Personal tools
You are here: Home Members bdrach's Home Personal Items for bdrach ESG publication scripts
Document Actions

ESG publication scripts

Publishing ESG data and managing ESG node services.

An Overview of Data Publication

 

A First Example

Node architecture

Publication Steps

Example: Specifying the dataset with a mapfile

Unpublishing

Adding checksums

Publishing technical notes

Querying

Authentication

Initialization

Publication is the process of making data visible for search and download from an ESG gateway. We assume that a person responsible for publication (the data publisher) has a collection of files that are to be made visible via the gateway portal software. Each file belongs to a collection of files called a dataset, and each dataset is part of a hierarchical collection of datasets associated with a  project. Datasets and projects have unique ESG names; the exact form of a dataset name is configurable dependent on the project.

The publication utilities operate on one or more datasets at a time.

The scripts covered here are:

  • esgpublish: Publish one or more datasets
  • esgunpublish: Remove metadata for one or more datasets
  • esglist_datasets: Query local dataset information.
  • esgscan_directory: Create a mapfile by scanning one or more directories. Mapfiles may be used as input to esgpublish, esgunpublish and esgpublish_gui.
  • esginitialize: Create database tables, and initialize with model and standard name information.
  • esgupdate_metadata: Add checksums, technical notes, and other metadata to an existing dataset.

A First Example

 

Suppose we want to publish a dataset consisting of all netCDF files in directories /ipcc/20c3m/atm/mo/cl*/gfdl_cm2_0/run1. (We assume the data publisher has already authenticated with a MyProxy server.) One way is with the esgpublish script:

 

% esgpublish --project ipcc4 --thredds --publish /ipcc/20c3m/atm/mo/cl*/gfdl_cm2_0/run1
INFO       2008-12-24 14:26:07,256 Creating dataset: pcmdi.ipcc4.gfdl_cm2_0.20c3m.run1.monthly
INFO       2008-12-24 14:26:07,260 Scanning /somedata/20c3m/atm/mo/cl/gfdl_cm2_0/run1/cl_A1.186101-196012.nc
INFO       2008-12-24 14:26:08,289 Scanning /somedata/20c3m/atm/mo/cl/gfdl_cm2_0/run1/cl_A1.196101-200012.nc
...
INFO       2008-12-24 14:26:36,171 Adding file info to database
INFO       2008-12-24 14:26:36,711 Aggregating variables
INFO       2008-12-24 14:26:37,197 Writing THREDDS catalog ...
INFO       2008-12-24 14:26:37,245 Writing THREDDS master catalog ...
INFO       2008-12-24 14:26:37,247 Reinitializing THREDDS server
INFO       2008-12-24 14:26:37,627 Publishing: pcmdi.ipcc4.gfdl_cm2_0.20c3m.run1.monthly
INFO       2008-12-24 14:26:39,940   Result: SUCCESSFUL

At this point the files and dataset are now visible from the gateway, and can be searched or downloaded.

Node architecture

Before looking at the example in detail, we need to review the architecture of an ESG node. A node is a host on which a data archive resides, or from which an archive is published. In contrast an ESG gateway is a site which supports portal services such as search and user authentication.  End users interact with a portal to search and download data. The above diagram indicates node components in green, data and configuration files in blue. The red components are the subset of gateway services that interact with the publisher.
The node clients and servers are:

  • esgpublish - the ESG publisher application
  • TDS: the THREDDS Data server. TDS serves datasets described in a collection of XML catalogs generated by esgpublish.
  • LAS: Live Access Server. LAS serves visualization and data products.
  • Postgres: relational database server. A relational database is used to store metadata scanned from data files. The publication utilities can also interoperate with a MySQL server.

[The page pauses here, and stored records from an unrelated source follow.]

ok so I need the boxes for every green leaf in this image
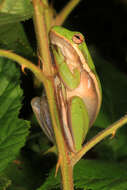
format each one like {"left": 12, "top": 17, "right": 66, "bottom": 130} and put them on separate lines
{"left": 74, "top": 160, "right": 127, "bottom": 190}
{"left": 40, "top": 159, "right": 127, "bottom": 190}
{"left": 0, "top": 174, "right": 11, "bottom": 190}
{"left": 0, "top": 23, "right": 34, "bottom": 57}
{"left": 3, "top": 153, "right": 42, "bottom": 190}
{"left": 0, "top": 57, "right": 30, "bottom": 172}
{"left": 0, "top": 0, "right": 33, "bottom": 26}
{"left": 37, "top": 167, "right": 60, "bottom": 190}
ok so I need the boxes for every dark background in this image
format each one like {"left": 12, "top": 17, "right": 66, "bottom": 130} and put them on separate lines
{"left": 25, "top": 0, "right": 127, "bottom": 71}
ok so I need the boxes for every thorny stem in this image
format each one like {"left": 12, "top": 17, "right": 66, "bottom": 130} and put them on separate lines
{"left": 30, "top": 0, "right": 75, "bottom": 189}
{"left": 32, "top": 0, "right": 52, "bottom": 75}
{"left": 44, "top": 79, "right": 74, "bottom": 190}
{"left": 0, "top": 50, "right": 46, "bottom": 83}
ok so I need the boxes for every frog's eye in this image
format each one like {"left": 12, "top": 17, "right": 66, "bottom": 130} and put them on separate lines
{"left": 72, "top": 33, "right": 84, "bottom": 44}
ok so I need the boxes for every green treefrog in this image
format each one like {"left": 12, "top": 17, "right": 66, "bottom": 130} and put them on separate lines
{"left": 31, "top": 26, "right": 102, "bottom": 152}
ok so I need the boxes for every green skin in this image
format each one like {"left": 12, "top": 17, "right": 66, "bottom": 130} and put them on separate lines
{"left": 31, "top": 26, "right": 102, "bottom": 152}
{"left": 50, "top": 26, "right": 101, "bottom": 90}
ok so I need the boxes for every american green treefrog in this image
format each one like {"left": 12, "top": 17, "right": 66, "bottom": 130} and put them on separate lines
{"left": 31, "top": 26, "right": 102, "bottom": 152}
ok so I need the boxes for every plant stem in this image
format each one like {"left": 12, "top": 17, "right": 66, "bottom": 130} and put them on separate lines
{"left": 44, "top": 79, "right": 74, "bottom": 190}
{"left": 32, "top": 0, "right": 52, "bottom": 75}
{"left": 0, "top": 50, "right": 46, "bottom": 83}
{"left": 60, "top": 158, "right": 74, "bottom": 190}
{"left": 71, "top": 114, "right": 127, "bottom": 166}
{"left": 53, "top": 0, "right": 80, "bottom": 26}
{"left": 32, "top": 1, "right": 75, "bottom": 189}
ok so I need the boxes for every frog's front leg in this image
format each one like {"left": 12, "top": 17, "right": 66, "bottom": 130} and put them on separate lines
{"left": 52, "top": 47, "right": 81, "bottom": 90}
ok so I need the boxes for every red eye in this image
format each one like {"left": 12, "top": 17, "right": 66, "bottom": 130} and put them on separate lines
{"left": 72, "top": 33, "right": 84, "bottom": 44}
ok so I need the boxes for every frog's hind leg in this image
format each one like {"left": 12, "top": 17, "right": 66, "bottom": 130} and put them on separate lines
{"left": 67, "top": 96, "right": 89, "bottom": 151}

The related gateway components are:

  • gateway server: esgpublish communicates with the gateway server to publish dataset metadata. Executing gateway server operations requires authentication.
  • MyProxy: authentication server: the gateway component that generates a user proxy certificate.

 

Publication Steps

In brief the publication steps are:

  1. Authenticate with a MyProxy server. This is a single sign-on that generates a limited lifetime proxy certificate. Note that this certificate is only used for gateway publication (the last step).
  2. Scan the data files in one or more datasets, and write the scanned metadata to a relational database. Optionally modify or update dataset metadata.
  3. Write the metadata to one or more TDS catalogs, and reinitialize the TDS from the catalogs.
  4. If LAS is implemented on the node, generate an LAS configuration file and reinitialize LAS.
  5. Publish the new TDS catalogs to the gateway.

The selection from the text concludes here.